“Manas” é um dos mais impactantes filmes sobre as feridas de um Brasil profundo e, muitas vezes, inacessível. O único cinema local a exibir a produção, já reconhecida e premiada internacionalmente, foi o Centerplex no Shopping Pátio Norte, na estrada de São José de Ribamar, em uma sessão onde não havia absolutamente nenhum outro ingresso vendido, exceto os da editora do blog.

Com mais de 20 prêmios, incluindo o prêmio de Melhor Direção no Festival de Cinema de Veneza e o Women In Motion Emerging Talent Award da Kering, no Festival de Cannes, “Manas” tem a sensível direção da cineasta brasiliense Marianna Brennand, sobrinha-neta do brilhante artista plástico pernambucano Brennand.
Quase tudo já foi dito sobre a obra, que trata com delicadeza o grotesco a partir da opção narrativa da diretora pelo ficcional ao invés de um documentário que expusesse uma dor inenarrável. Uma infância violada é a mesma em qualquer circunstância, classe social ou região do planeta. Mas a realidade de abuso e exploração sexual das meninas no Marajó (Pará) tem como cúmplices a pobreza e o quase isolamento geográfico de uma Amazônia de difícil acesso às instituições de segurança pública e de justiça. Neste aspecto, a produção cinematográfica prima por mostrar que o enfrentamento de questões relativas à infância exige habilidades que vão além da violência policial, como faz a delegada Aretha, interpretada pela atriz Dira Paes.
Jamilli Correa interpreta Marcielle, uma menina de 13 anos, vítima do próprio pai, que já havia abusado de sua meia-irmã no passado. Brennand dirige com limite e acolhimento de um terapeuta.
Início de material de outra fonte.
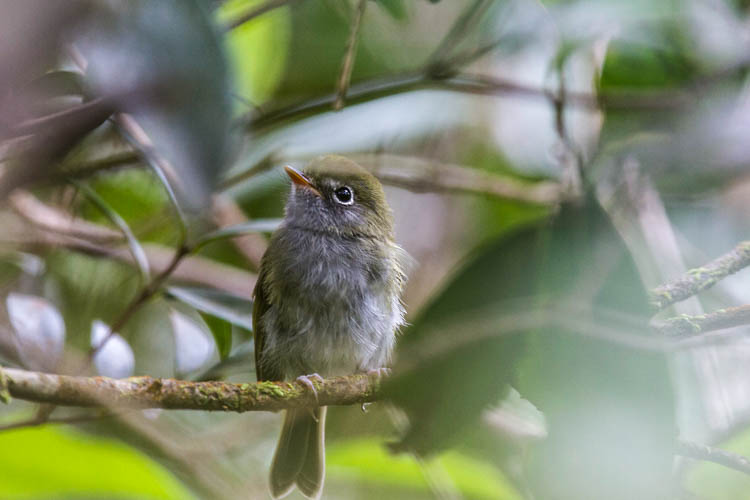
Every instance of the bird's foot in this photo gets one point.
(380, 373)
(307, 381)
Mesmo as cenas mais fortes provocam asco sem a necessidade de imagens explícitas como assim deve ser tratado o tema.
Além do mérito maior de trazer ao público das salas de cinema, do Brasil e do mundo, um gravíssimo problema, escamoteado pelas próprias famílias das vítimas, a direção consegue o feito de reproduzir o inaudível, o indizível, o inalcançável: o silêncio de uma menina abusada. Neste instante, nem um milhão de palavras às quais nós, escribas, recorremos, de forma abusiva, conseguem traduzir o que sente uma criança violentada.